Ein zentraler Kritikpunkt des Bundesrechnungshofes betrifft die mangelnde Übersicht über den Fortschritt laufender Projekte. Das vorgesehene Monitoring-Tool, das Transparenz über den Stand der Digitalisierung schaffen soll, wird dem Bericht zufolge voraussichtlich erst ab dem Jahr 2027 zur Verfügung stehen. Die Prüfbehörde bemängelt, dass durch diese späte Einführung eine effektive Kontrolle und Steuerung der Vorhaben in der laufenden Phase erheblich erschwert werde.

Zusätzlich stellt der Bundesrechnungshof fest, dass es innerhalb des Digitalministeriums an einer kohärenten Gesamtstrategie fehle. Die bisherige Herangehensweise sei von Einzelmaßnahmen geprägt, anstatt einem einheitlichen Fahrplan zu folgen. Dies führe dazu, dass Synergieeffekte ungenutzt blieben und die Effizienz der eingesetzten Mittel nicht optimal gewährleistet sei.

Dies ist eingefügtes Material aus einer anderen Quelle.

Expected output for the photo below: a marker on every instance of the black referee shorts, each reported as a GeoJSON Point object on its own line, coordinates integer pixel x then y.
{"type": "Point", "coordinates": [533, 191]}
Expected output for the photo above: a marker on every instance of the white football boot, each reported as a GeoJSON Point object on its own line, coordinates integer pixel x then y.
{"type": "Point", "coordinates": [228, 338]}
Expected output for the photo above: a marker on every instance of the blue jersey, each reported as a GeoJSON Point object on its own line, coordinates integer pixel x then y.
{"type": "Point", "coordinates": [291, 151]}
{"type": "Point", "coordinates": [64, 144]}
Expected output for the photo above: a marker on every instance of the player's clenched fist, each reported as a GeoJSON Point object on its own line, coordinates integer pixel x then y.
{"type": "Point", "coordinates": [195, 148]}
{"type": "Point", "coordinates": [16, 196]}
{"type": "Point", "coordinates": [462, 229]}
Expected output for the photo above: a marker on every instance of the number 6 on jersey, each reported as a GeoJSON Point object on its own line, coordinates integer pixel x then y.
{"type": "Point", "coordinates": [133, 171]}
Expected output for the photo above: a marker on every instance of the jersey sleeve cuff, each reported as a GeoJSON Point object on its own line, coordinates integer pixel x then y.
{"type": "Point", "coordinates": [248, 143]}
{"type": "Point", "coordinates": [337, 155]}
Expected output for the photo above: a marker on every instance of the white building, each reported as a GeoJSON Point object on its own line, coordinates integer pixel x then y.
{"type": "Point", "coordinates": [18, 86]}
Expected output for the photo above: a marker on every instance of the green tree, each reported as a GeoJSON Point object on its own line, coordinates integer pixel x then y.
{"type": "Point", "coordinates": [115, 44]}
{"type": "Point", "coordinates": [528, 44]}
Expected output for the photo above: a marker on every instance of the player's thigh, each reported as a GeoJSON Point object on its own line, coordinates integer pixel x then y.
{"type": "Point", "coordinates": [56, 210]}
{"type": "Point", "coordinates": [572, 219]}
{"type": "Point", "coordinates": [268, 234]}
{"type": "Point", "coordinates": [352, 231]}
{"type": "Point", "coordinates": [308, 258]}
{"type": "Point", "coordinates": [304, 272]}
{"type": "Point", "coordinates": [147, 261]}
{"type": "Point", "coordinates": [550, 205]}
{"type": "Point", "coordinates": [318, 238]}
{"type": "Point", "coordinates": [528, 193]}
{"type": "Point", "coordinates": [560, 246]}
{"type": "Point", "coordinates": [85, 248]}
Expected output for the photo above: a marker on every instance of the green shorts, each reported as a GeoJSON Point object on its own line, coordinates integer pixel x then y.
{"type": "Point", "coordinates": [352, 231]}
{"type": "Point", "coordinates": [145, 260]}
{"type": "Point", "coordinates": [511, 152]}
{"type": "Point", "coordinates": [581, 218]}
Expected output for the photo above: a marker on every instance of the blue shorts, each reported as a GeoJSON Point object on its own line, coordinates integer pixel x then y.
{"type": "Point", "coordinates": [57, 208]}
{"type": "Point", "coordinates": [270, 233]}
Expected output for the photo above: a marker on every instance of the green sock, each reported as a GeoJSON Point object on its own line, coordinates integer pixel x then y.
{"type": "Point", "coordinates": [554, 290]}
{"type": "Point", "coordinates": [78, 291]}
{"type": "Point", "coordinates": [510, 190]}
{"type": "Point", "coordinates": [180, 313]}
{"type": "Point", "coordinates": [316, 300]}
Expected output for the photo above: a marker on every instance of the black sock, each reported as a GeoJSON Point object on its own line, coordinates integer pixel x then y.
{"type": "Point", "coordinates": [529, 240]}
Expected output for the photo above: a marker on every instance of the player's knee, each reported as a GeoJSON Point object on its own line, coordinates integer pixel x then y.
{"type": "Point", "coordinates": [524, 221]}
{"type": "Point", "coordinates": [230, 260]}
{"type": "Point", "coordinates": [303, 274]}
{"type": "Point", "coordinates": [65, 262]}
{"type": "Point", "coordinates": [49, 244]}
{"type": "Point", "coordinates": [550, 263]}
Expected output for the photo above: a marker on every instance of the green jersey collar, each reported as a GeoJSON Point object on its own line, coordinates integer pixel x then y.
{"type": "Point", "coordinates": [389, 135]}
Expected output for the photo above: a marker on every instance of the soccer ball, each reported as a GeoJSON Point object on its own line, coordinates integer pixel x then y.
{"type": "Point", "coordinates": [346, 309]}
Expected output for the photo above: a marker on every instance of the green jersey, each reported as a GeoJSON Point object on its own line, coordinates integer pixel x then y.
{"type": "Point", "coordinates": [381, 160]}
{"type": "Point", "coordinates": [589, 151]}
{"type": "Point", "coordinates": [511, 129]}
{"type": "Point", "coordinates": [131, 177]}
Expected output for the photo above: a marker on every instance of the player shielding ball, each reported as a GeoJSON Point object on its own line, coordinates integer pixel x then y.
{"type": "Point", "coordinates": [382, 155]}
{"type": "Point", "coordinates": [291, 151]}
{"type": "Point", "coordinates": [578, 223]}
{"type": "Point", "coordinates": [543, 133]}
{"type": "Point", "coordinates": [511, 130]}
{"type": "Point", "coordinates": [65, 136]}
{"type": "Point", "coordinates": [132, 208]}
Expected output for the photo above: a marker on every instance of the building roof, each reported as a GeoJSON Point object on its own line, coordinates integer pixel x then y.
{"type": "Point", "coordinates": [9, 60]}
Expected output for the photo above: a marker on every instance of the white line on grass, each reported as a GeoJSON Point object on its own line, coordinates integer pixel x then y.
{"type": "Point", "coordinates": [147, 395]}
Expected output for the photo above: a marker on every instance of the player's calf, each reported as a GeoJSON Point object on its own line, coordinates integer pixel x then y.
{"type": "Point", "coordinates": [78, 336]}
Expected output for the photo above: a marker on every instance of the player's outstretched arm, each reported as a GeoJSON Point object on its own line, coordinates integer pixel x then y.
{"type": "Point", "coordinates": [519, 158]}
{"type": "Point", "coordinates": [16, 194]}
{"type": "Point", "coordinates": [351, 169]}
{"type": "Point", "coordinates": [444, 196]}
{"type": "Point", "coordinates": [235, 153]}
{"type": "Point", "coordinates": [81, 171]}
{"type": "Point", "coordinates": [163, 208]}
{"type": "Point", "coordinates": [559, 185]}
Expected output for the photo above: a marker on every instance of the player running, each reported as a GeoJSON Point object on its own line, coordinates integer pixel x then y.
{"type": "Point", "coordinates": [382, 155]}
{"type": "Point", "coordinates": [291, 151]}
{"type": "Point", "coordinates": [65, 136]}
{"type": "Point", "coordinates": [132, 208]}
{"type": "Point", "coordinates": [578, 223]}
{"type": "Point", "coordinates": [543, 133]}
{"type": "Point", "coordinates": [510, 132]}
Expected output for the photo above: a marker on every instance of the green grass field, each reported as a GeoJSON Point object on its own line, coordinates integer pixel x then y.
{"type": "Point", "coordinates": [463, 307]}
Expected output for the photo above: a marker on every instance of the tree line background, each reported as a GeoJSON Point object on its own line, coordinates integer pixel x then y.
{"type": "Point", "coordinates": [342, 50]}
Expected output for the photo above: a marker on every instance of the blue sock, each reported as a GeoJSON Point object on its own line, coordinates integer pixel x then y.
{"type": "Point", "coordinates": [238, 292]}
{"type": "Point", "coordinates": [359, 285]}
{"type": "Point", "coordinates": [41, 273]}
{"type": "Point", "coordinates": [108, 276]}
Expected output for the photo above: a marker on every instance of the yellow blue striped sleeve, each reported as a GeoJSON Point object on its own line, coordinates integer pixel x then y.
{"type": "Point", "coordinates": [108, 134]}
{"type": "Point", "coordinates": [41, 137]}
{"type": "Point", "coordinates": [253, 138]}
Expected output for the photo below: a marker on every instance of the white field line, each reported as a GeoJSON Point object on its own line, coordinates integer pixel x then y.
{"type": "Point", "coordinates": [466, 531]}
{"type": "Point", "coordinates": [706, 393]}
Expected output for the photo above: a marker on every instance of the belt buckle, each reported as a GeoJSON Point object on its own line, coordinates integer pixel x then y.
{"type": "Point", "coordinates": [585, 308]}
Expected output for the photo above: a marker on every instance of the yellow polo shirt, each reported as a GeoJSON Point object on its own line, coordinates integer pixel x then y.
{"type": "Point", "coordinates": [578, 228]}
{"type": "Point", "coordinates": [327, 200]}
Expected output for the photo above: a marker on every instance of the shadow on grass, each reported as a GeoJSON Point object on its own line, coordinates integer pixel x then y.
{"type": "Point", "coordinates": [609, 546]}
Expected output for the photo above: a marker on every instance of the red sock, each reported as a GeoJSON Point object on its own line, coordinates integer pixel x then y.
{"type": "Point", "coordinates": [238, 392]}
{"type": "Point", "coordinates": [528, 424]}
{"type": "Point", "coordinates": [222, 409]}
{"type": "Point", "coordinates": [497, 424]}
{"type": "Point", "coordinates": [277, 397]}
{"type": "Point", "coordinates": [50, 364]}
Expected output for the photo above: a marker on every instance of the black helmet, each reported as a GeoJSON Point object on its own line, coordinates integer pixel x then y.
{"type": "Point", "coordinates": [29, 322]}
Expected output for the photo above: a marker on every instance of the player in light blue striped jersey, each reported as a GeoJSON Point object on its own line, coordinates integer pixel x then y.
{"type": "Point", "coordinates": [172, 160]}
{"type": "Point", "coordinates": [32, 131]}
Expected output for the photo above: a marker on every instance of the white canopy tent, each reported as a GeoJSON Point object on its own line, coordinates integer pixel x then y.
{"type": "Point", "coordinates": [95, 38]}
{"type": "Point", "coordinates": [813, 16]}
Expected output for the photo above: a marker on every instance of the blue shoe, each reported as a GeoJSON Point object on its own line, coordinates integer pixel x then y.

Fehlende Standards für Künstliche Intelligenz und Sicherheit

Ein weiterer wesentlicher Aspekt der Kritik bezieht sich auf die technologische Standardisierung. Dem Bericht zufolge gibt es derzeit keine verbindlichen Standards für den Einsatz von Künstlicher Intelligenz (KI) sowie für die IT-Sicherheit in der Bundesverwaltung. Der Bundesrechnungshof sieht darin ein erhebliches Risiko für die Interoperabilität und die Sicherheit der digitalen Infrastruktur.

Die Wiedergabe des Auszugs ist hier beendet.